CalcMatch compares all genotypes overlapping the two input sets. However, when --maskflag is turned on AND --maskped and --maskdat are specified (I know ...) it compares only the following subset of the overlapping genotypes: genotypes either not found (i.e., individual or marker not included) or missing (included but with value 0/0, N/N, ./. etc) in --maskped / --maskdat.
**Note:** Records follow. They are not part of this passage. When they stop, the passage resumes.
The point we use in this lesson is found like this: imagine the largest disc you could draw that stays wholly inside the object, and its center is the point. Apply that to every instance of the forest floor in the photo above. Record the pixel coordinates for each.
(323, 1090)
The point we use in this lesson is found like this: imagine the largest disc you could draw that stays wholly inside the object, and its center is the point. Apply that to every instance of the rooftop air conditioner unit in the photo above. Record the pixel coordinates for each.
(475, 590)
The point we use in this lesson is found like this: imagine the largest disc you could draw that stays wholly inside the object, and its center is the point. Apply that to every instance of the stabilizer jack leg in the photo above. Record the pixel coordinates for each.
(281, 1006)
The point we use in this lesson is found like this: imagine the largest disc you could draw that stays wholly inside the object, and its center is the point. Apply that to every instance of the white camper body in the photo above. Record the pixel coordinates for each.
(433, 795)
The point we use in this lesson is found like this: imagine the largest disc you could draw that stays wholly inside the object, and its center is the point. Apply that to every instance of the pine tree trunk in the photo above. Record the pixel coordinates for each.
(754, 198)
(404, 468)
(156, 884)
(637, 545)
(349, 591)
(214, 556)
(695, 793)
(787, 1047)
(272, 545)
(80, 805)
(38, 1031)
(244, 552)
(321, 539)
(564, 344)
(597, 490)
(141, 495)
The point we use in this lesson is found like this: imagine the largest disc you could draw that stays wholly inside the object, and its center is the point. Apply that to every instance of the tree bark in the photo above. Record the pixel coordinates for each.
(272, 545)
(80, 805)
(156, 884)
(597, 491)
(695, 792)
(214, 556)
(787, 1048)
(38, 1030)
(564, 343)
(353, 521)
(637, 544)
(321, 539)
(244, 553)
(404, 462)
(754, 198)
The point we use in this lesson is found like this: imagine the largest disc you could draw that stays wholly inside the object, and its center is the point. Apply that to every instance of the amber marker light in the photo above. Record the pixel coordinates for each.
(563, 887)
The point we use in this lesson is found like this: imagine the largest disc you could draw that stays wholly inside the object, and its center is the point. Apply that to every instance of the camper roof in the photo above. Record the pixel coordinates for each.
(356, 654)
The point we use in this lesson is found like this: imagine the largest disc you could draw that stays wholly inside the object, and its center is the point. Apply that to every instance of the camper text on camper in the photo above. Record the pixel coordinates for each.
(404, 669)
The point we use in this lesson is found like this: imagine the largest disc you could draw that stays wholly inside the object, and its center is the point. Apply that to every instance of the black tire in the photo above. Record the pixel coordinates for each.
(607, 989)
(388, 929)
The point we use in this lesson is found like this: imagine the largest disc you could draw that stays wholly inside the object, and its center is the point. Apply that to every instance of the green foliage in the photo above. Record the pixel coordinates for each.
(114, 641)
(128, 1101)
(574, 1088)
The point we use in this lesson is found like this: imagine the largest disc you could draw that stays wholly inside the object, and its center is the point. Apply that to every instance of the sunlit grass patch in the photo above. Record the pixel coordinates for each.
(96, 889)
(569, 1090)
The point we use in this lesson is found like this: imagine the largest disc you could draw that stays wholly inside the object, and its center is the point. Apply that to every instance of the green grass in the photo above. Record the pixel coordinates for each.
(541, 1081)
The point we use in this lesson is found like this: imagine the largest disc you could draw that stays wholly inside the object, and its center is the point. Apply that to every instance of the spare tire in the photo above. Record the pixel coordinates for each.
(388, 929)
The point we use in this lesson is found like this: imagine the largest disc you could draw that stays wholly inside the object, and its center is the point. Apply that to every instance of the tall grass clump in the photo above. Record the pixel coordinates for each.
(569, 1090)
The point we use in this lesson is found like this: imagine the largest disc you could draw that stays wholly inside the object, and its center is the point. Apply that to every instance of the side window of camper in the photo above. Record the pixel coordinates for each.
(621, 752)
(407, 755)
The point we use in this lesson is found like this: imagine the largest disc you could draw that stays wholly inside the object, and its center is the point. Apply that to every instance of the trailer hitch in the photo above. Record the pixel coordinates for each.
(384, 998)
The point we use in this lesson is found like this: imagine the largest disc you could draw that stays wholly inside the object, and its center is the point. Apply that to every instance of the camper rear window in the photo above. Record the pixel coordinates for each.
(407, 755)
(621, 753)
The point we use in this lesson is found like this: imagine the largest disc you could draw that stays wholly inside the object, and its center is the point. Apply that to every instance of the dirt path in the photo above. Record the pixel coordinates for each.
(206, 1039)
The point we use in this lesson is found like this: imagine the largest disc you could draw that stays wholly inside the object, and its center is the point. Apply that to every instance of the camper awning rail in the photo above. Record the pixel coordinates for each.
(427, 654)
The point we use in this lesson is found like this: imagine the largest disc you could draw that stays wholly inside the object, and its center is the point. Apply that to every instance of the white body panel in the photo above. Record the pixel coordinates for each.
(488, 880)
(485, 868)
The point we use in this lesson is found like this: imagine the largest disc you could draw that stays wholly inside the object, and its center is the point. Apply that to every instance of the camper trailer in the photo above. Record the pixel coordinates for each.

These options are useful when some individuals were masked for some SNPs while others masked for a different set of SNPs.

example command lines

 CalcMatch --trueped true.ped --truedat true.dat --impped imp.ped --impdat imp.dat -o CalcMatch.Output --byPerson 

Will generate CalcMatch.Output.bySNP (6 fields only) and CalcMatch.Output.byPerson.

 CalcMatch --trueped true.ped --truedat true.dat --impped imp.ped --impdat imp.dat -o CalcMatch.Output --byGeno --byPerson 

Will generate CalcMatch.Output.bySNP (6+20 fields) and CalcMatch.Output.byPerson.

 CalcMatch --trueped true.ped --truedat true.dat --impped imp.ped --impdat imp.dat -o CalcMatch.Output --accuracyByGeno --byPerson 

Will generate CalcMatch.Output.bySNP (6+6 fields only) and CalcMatch.Output.byPerson.

 CalcMatch --trueped true.ped --truedat true.dat --impped imp.ped --impdat imp.dat -o CalcMatch.Output --accuracyByGeno --byGeno --byPerson 

Will generate CalcMatch.Output.bySNP (6+20+6 fields only) and CalcMatch.Output.byPerson.